Thirdly, the enemy of life is individualism: “The basic idea is that those who find themselves in a state of dependence and unable to realize a perfect autonomy and reciprocity, come to be cared for as a favour to them”. You patient are a burden, a limit to my freedom. If I take care of you I am doing you a favour, I am not fulfilling a moral duty. Fourth cause: “The organizational management and sophistication, as well as the complexity of contemporary healthcare delivery, can reduce to a purely technical and impersonal relationship the bond of trust between physician and patient”.

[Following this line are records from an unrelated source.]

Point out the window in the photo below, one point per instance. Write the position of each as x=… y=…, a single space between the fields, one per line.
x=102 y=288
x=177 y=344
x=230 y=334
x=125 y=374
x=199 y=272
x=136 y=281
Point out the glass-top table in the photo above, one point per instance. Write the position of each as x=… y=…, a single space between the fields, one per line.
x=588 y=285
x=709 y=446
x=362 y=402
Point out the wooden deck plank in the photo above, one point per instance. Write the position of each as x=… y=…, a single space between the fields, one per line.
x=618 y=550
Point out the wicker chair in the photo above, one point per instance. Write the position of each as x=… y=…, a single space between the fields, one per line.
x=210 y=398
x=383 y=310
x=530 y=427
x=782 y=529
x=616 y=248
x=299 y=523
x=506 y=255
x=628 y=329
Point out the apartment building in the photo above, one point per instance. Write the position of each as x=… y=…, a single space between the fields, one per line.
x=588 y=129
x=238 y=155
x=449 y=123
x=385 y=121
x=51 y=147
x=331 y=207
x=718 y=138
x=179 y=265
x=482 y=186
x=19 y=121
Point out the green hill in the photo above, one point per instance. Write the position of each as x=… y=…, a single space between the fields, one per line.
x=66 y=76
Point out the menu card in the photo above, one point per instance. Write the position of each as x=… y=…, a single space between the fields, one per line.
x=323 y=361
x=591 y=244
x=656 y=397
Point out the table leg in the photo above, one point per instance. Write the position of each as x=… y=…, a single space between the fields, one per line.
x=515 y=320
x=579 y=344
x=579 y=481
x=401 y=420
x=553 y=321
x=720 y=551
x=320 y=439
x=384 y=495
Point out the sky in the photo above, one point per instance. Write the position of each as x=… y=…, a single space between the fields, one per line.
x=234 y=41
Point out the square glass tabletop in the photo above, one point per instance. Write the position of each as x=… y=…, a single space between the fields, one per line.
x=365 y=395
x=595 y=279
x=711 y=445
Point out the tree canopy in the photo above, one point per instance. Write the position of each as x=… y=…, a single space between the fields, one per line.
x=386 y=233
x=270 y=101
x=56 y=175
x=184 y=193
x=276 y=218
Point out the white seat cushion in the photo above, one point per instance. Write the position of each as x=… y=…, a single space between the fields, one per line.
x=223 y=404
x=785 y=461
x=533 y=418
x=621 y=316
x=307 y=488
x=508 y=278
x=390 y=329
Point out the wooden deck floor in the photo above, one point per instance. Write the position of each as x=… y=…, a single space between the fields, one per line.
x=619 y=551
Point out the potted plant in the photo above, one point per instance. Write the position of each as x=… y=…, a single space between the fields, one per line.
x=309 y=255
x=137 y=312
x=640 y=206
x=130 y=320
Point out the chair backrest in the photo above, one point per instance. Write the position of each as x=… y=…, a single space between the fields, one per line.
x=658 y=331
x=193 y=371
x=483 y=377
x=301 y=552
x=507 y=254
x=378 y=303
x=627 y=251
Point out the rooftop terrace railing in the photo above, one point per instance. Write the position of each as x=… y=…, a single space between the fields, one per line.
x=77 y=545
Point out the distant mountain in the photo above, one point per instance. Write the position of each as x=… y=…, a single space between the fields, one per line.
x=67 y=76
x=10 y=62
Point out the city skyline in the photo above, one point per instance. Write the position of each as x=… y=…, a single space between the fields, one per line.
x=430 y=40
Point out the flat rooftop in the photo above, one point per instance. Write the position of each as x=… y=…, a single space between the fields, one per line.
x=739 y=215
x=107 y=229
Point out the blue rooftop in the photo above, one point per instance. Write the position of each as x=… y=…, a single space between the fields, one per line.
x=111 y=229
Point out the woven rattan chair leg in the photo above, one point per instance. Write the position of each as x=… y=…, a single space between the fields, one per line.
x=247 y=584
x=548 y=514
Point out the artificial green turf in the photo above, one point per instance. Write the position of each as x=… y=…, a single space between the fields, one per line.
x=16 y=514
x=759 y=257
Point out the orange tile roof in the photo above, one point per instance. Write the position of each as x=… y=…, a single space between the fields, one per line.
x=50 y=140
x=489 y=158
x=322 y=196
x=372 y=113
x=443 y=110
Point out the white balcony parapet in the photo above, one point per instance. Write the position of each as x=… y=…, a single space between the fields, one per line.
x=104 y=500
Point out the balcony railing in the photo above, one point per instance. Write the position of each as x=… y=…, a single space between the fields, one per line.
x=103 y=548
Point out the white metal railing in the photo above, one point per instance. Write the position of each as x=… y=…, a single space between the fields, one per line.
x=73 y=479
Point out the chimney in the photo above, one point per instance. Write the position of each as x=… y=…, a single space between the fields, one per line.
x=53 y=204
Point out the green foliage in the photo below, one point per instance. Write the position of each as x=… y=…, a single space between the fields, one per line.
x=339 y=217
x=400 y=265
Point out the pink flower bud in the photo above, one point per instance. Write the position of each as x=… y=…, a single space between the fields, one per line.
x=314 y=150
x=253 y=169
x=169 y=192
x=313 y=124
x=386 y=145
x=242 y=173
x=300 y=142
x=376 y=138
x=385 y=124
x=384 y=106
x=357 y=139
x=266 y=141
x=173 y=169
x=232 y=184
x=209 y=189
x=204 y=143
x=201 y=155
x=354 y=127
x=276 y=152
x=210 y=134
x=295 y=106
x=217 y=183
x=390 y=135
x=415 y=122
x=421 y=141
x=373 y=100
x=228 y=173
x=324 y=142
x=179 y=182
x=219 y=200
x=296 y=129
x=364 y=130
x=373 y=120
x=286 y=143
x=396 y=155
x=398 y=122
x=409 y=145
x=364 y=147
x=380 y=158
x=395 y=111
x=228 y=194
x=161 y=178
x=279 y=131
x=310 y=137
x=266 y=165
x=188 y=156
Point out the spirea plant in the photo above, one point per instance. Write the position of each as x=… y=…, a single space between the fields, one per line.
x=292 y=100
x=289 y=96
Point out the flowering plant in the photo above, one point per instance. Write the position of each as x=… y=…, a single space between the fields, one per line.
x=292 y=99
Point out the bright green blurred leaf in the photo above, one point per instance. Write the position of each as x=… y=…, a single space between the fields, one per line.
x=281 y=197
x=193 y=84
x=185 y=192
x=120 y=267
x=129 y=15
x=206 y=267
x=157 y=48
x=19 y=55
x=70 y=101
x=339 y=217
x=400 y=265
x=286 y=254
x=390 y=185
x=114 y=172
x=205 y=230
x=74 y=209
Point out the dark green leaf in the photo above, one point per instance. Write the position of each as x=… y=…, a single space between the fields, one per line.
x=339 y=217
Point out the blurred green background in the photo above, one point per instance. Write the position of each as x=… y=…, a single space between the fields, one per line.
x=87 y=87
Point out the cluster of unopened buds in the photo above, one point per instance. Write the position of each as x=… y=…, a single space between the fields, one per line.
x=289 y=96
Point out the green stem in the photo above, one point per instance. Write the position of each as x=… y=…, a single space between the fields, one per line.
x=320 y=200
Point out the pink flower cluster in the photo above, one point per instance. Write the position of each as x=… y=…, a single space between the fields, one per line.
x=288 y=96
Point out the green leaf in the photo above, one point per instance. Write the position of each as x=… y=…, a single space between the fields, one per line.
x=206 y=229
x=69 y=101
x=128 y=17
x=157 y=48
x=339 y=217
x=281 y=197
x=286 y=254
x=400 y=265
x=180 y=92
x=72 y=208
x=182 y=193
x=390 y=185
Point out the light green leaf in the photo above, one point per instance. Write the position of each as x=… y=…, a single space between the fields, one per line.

Finally, we wish to recall the section of this Letter in which we remember, with absolute clarity, how the priest must behave towards the one who has asked for euthanasia and confession at the same time: “With respect to the Sacrament of Penance and Reconciliation, the confessor must be assured of the presence of the true contrition necessary for the validity of absolution which consists in “sorrow of mind and a detestation for sin committed, with the purpose of not sinning for the future”. In this situation, we find ourselves before a person who, whatever their subjective dispositions may be, has decided upon a gravely immoral act and willingly persists in this decision. Such a state involves a manifest absence of the proper disposition for the reception of the Sacraments of Penance, with absolution, and Anointing, with Viaticum. Such a penitent can receive these sacraments only when the minister discerns his or her readiness to take concrete steps that indicate he or she has modified their decision in this regard”.
Furthermore, adds the CDF, “it is not admissible on the part of those who spiritually assist these sick people to make any outward gesture that can be interpreted as an approval of the euthanasic action, such as remaining present at the moment of its realization. Such presence can only be interpreted as complicity”.

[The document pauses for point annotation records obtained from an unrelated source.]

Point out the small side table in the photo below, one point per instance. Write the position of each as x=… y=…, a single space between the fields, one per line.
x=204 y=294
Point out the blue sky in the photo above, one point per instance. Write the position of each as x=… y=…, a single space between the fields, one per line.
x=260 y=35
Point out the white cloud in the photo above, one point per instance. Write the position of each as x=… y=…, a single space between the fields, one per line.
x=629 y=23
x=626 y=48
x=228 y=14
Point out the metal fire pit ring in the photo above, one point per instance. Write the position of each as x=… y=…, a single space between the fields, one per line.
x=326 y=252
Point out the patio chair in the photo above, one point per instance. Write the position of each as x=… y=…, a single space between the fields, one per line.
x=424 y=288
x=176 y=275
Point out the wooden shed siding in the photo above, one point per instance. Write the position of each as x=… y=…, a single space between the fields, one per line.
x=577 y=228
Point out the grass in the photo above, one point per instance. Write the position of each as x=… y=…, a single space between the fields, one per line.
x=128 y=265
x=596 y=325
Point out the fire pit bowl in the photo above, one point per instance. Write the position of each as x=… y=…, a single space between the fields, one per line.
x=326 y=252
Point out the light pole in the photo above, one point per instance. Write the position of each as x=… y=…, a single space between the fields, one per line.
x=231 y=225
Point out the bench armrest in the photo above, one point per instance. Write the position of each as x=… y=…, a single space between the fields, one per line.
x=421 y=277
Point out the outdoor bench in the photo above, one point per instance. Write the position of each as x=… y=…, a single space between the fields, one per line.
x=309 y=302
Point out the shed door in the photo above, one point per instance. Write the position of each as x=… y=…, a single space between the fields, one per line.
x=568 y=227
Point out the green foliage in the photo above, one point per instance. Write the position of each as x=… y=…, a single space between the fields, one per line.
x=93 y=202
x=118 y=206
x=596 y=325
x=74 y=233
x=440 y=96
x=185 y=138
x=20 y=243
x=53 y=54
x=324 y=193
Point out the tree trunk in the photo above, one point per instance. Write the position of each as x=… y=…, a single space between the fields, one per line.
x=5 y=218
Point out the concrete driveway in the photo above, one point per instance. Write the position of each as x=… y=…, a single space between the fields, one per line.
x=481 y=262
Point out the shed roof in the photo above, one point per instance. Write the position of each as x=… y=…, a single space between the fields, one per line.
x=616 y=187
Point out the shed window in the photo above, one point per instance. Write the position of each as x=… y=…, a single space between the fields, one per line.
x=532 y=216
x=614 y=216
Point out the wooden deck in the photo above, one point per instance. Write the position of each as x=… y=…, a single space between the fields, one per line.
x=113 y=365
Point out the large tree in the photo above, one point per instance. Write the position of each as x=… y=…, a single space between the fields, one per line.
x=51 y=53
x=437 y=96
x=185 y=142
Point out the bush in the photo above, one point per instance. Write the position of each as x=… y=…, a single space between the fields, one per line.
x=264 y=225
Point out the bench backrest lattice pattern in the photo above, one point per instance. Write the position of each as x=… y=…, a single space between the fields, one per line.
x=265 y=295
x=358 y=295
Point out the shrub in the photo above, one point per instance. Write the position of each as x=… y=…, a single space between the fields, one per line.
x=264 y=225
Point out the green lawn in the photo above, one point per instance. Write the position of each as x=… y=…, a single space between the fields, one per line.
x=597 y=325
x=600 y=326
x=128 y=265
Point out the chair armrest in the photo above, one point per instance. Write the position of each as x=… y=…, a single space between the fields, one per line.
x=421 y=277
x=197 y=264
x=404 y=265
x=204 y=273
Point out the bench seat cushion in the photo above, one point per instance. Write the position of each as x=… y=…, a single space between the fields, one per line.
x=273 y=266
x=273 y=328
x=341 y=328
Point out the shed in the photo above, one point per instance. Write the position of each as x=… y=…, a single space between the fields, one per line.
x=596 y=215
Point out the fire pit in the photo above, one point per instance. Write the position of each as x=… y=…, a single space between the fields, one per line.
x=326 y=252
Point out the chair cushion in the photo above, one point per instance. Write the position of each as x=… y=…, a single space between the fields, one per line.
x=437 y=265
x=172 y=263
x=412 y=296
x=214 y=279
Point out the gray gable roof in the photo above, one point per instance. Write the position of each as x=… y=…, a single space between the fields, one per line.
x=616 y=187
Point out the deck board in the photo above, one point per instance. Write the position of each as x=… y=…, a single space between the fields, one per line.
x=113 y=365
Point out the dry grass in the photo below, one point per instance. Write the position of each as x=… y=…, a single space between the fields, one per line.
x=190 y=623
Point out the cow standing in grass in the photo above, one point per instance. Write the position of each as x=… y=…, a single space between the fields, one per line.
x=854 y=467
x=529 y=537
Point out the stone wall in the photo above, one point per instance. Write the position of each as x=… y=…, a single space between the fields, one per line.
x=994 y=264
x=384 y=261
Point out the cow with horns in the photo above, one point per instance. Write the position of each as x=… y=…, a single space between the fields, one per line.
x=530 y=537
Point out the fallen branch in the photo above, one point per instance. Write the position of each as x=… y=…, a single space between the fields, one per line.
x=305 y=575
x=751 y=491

Wanting to summarize the spirit of this document, we steal the words, more appropriate than ever, of the already mentioned Prof. Pessina pronounced at the press conference: “This Letter, therefore, reminds us that there are no lives unworthy of being lived and that if there is nothing lovable in sickness, suffering and death, which therefore must be faced and fought, it is equally true that it is precisely man, despite his limitations, frailty, toil, who is always worthy of being loved”.